No treatment should be begun to any patient with a visible goiter, exophthalmos, or a history of taking antithyroid drugs until approval is obtained from the patient’s physician. Medical management of the condition is important before any elective surgery is performed. A surgical procedure or an acute oral infection could precipitate a hyperthyroid crisis known as thyroid storm. Hydrocortisone should be administered intravenously, and cold towels should be placed on the patient. The use of epinephrine should be avoided in poorly treated or untreated thyrotoxic patients. The cardiac dose of epinephrine can be used carefully. Even in patients with controlled hyperthyroid disease who are considered to be euthyroid, stress should be kept at a minimum, preoperative sedation should be considered, and the dental team should be alert for signs of hypothyroidism or hyperthyroidism.

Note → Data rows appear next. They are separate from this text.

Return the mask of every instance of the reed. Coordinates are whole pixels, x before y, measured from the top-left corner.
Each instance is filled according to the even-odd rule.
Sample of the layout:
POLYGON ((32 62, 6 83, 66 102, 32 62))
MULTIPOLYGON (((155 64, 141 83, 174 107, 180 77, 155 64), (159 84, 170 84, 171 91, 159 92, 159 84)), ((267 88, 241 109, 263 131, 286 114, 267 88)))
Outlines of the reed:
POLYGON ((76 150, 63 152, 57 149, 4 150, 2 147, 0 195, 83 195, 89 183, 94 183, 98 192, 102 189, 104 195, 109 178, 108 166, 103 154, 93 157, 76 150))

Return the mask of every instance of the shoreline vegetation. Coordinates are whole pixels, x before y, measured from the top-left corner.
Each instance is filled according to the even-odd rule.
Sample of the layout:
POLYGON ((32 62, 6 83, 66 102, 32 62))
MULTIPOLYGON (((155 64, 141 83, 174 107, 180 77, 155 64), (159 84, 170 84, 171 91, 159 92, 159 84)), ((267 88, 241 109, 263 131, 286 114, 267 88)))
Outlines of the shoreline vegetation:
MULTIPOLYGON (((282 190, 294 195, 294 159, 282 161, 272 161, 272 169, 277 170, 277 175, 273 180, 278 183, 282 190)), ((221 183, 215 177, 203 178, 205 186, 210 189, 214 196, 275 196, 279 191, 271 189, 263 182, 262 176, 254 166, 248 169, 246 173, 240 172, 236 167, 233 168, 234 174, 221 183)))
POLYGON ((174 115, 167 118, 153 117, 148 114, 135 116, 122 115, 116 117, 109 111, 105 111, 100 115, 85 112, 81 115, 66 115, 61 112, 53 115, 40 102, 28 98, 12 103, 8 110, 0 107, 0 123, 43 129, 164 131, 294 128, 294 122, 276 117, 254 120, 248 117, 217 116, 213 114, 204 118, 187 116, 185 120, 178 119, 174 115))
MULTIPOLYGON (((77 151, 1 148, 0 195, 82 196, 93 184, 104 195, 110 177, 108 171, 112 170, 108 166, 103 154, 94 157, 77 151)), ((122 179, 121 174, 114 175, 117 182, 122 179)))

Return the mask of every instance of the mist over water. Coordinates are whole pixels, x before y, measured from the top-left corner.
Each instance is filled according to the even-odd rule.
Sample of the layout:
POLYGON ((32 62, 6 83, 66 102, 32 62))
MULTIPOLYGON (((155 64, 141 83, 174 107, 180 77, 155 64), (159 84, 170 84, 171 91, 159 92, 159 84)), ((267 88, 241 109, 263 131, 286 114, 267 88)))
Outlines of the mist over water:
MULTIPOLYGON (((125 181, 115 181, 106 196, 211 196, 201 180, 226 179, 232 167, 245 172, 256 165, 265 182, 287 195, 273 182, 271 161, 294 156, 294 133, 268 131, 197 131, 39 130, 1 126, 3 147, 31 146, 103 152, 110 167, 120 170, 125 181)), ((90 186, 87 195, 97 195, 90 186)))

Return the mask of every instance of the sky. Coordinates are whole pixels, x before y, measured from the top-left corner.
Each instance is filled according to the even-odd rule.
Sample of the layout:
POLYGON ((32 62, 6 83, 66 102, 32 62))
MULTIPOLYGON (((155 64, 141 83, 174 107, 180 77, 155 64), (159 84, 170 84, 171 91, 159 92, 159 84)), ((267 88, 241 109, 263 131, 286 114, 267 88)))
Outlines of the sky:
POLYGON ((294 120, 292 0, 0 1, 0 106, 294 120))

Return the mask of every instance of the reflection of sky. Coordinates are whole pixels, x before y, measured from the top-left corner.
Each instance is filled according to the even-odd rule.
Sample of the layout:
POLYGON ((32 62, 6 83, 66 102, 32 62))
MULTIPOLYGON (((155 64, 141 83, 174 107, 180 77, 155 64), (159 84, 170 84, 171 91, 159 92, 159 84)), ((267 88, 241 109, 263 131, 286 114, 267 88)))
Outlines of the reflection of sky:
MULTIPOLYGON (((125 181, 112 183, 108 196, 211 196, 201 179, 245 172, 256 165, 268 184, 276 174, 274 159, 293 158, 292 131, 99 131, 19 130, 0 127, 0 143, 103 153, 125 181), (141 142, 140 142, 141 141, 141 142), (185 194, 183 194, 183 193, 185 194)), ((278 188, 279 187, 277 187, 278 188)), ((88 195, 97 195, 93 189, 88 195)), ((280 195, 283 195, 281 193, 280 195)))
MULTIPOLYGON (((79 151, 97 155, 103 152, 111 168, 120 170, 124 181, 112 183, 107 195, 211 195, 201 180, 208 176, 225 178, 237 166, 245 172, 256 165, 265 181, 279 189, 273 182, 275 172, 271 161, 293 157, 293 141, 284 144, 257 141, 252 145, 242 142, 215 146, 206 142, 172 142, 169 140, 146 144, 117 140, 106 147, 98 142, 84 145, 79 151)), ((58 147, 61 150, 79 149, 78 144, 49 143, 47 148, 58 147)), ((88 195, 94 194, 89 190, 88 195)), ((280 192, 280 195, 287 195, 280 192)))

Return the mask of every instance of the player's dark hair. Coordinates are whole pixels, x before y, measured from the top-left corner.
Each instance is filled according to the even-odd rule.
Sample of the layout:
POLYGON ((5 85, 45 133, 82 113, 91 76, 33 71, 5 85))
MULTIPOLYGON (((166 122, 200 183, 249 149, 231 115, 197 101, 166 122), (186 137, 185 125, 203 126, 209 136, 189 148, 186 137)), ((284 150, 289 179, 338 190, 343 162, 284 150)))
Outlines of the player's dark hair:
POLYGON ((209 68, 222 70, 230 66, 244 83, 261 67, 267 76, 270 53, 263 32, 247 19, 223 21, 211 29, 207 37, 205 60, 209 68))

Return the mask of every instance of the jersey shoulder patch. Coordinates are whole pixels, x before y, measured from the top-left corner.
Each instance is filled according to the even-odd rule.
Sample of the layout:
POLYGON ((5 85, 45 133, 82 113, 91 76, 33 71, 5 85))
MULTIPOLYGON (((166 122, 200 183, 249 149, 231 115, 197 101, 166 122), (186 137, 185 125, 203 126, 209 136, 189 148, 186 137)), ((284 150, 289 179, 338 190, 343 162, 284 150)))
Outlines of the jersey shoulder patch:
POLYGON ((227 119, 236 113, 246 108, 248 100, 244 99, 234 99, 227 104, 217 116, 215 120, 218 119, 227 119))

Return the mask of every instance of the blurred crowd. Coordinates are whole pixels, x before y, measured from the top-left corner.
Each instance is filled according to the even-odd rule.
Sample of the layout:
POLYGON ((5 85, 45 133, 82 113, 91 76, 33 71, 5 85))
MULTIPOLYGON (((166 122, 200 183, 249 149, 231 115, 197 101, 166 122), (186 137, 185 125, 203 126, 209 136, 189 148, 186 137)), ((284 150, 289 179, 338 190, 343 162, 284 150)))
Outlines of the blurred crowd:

Treatment of hyperthyroidism usually includes one of the options highlighted in Box 22-2. The two most common treatments are radioactive iodine (131I) and thyroidectomy. 131I is usually the drug of choice for patients older than 21 years. It is taken internally and sequestered by the gland; localized destruction of thyroid tissue results. Thyroidectomy is the surgical approach to hyperthyroidism. Both radioactive iodine and thyroidectomy usually result in hypothyroidism because a dose that produces an inadequate effect would require repeating the procedure. If a patient has been adequately treated for hyperthyroidism with either radioactive iodine or thyroidectomy and is taking supplemental thyroid (as needed [prn]), then that patient may be treated like a euthyroid patient.